Nel 1951 erano ormai consolidati in classifica anche Gruppi Vocali come The Dominoes o The Larks, ma ad essi e al Doo-Wop stiamo dedicando una nuova sezione del Blog.

Quindi, come sempre, continuate a seguirci, perché anche i prossimi Post saranno particolarmente interessanti!




giovedì 1 maggio 2014

1951: "Rocket 88" e "My Real Gone Rocket" di Jackie Brenston

Iniziando a parlare dell'anno 1951, un Post deve certamente essere dedicato a "Rocket 88" di Jackie Brenston, che molti -tra cui Sam Phillips, che la registrò quando non aveva ancora fondato la Sun Records e la cedette alla Chess- considerano il primo pezzo Rock 'n' Roll.

Noi non crediamo che possa esistere il "primo" pezzo di un genere musicale, perché -come stiamo continuamente cercando di mostrare in questo Blog- vi sono fili rossi che percorrono la Musica e si intrecciano tra di loro, però...

A volte è bello seguire i miti fondanti di ciò che si ama!

Tra l'altro, la storia di "Rocket 88" ha tutte le caratteristiche giuste per fare entrare questo brano nella leggenda.

Come abbiamo detto in un Post precedente, "Rocket 88" venne "ispirato" da "Cadillac Boogie", che Jimmy Liggins aveva già inciso qualche anno prima.

Inoltre, il brano non sarebbe stato lo stesso, senza il contributo che il più esperto Ike Turner diede a Jackie Brenston. Anzi, The Delta Cats -a cui il disco venne attribuito- in realtà altri non erano che The Kings of Rhythm di Ike.

Che dire poi del fatto che Jackie Brenston, mentre dichiarava tutti i propri intenti bellicosi a bordo della potente macchina, era all'epoca ancora minorenne e dovette far firmare il contratto alla mamma?

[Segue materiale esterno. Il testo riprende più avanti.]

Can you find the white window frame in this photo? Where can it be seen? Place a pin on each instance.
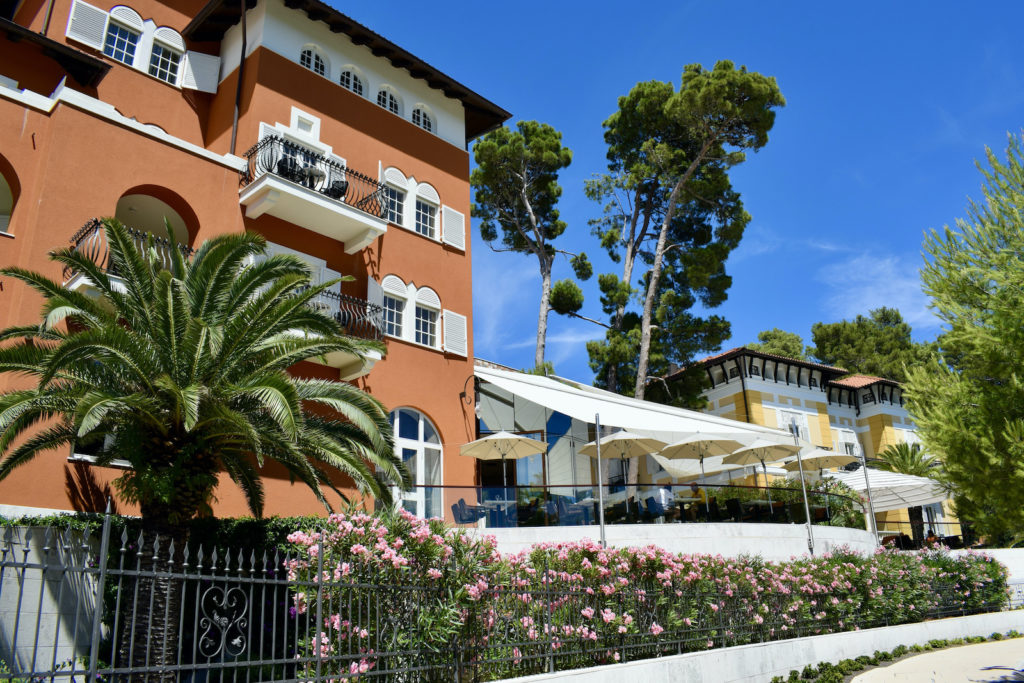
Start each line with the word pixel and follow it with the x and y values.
pixel 390 97
pixel 428 211
pixel 790 419
pixel 417 498
pixel 315 53
pixel 114 24
pixel 393 328
pixel 430 321
pixel 163 47
pixel 353 76
pixel 422 118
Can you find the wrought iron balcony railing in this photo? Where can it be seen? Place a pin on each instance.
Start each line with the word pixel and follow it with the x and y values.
pixel 357 316
pixel 304 167
pixel 91 241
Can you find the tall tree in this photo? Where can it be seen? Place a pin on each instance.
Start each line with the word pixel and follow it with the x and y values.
pixel 182 372
pixel 878 344
pixel 909 459
pixel 669 205
pixel 516 195
pixel 969 406
pixel 779 342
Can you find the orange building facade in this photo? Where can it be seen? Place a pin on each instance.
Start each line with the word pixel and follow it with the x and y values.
pixel 338 146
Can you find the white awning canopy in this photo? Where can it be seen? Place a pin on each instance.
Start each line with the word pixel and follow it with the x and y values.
pixel 582 402
pixel 891 491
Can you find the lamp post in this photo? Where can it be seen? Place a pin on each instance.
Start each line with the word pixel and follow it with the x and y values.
pixel 600 480
pixel 807 507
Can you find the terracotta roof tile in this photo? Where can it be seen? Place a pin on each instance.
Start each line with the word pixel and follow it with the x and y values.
pixel 860 381
pixel 722 355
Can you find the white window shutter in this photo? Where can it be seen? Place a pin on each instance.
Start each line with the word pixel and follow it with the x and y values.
pixel 454 227
pixel 202 72
pixel 375 293
pixel 87 25
pixel 456 339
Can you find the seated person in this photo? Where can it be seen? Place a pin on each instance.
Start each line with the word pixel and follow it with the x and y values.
pixel 701 498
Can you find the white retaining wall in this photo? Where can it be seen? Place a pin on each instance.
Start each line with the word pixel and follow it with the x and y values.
pixel 772 542
pixel 763 660
pixel 56 605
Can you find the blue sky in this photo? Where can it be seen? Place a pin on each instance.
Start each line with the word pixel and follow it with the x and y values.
pixel 889 105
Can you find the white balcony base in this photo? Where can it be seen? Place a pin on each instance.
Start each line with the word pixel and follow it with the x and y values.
pixel 307 208
pixel 350 366
pixel 81 283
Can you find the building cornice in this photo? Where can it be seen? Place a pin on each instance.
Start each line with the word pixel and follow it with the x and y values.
pixel 482 116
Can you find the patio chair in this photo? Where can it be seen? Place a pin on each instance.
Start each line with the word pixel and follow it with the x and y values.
pixel 615 513
pixel 568 515
pixel 735 510
pixel 463 514
pixel 655 509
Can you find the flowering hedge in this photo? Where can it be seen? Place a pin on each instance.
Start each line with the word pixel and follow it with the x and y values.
pixel 402 593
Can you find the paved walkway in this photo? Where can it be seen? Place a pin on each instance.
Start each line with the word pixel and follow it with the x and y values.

Per quanto riguarda la caratteristica principale di questo pezzo -la forte distorsione della chitarra di Willie Kizart- essa fu in parte dovuta al caso.

Infatti, durante il viaggio verso Memphis, l'amplificatore cadde dal tetto della macchina -o forse fu rovinato dalla pioggia: a questo proposito, esistono versioni differenti- e Sam Phillips cercò di porvi rimedio artigianalmente, con qualche foglio di carta.

Il risultato fu quel suono distorto, che da allora venne ricercato e riprodotto in molte incisioni Rock 'n' Roll.

Quando sono alla Consolle, mi piace ogni tanto proporre "Rocket 88", anche se la reazione della Pista solitamente non è entusiastica.

E così, a volte mi chiedo se questo brano non abbia troppo testosterone per alcuni ballerini contemporanei, resi mollaccioni da certi  swinghettini bromurici, oggi maggiormente di moda...

Per completezza, vi proponiamo anche il sequel "My Real Gone Rocket", inciso da Jackie Brenston quattro mesi dopo e che è ancora più wild. Proprio come il sano Rock 'n' Roll deve essere!